(a) Solve the Darboux problem: $u_{tt}- u_{xx} = 0$, $t > \max\{-x,x\}$, $t \geq0$ \begin{equation*} u(x,t) = \begin{cases} \phi(t) &, \text{ si } x = t, t \geq0. \\ \psi(t) &, \text{ si } x=-t, t \geq 0. \end{cases} \end{equation*}
(b) Prove that the problem is well posed.
I'm trying to do this problem, but there are several things that I have not been able to understand well. In part (a) I'm not sure if the d'Alembert equation can be used directly for this homogeneous case, or perhaps another properly constructed solution is required from the problem itself. So, How can I solve this problem?
For part (b) we need to show that small changes in the initial conditions give rise to a small change in the solution.
For this, let $\epsilon>0$ and let $u_i$ be two solutions of the problem with initial conditions $f_i$, $g_i$, where $i = 1, 2$. Now, I need to show that, if $| f_1(x) − f_2(x)| < \delta $ and $|g_1(x) − g_2(x)| < \delta$ for all $x \in \mathbb{R}$, then for all $x \in \mathbb{R}$ and $0 \leq t \leq T$ we have $|u_1(x, t) − u_2(x, t)| < \epsilon$. How can I conclude this?

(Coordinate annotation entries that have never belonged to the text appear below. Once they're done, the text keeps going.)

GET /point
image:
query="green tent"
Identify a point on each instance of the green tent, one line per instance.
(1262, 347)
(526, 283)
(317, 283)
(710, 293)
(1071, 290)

The characteristics flow from both boundaries to a point $(a,b)$ in the domain along lines of slope $\pm 1$. To solve for the two points they flow from, we can solve the slope equation
$$\frac{b-|x|}{a-x} = \pm 1 \implies x = \frac{a-b}{2}, \frac{a+b}{2}$$
Given the domain for the pde, $b>a$, the first solution is from the left boundary and the second solution is from the right. This means the solution to the problem is
$$u(x,t) = \psi\left(\frac{t-x}{2}\right) + \phi\left(\frac{t+x}{2}\right)$$
Can you solve the second part from here?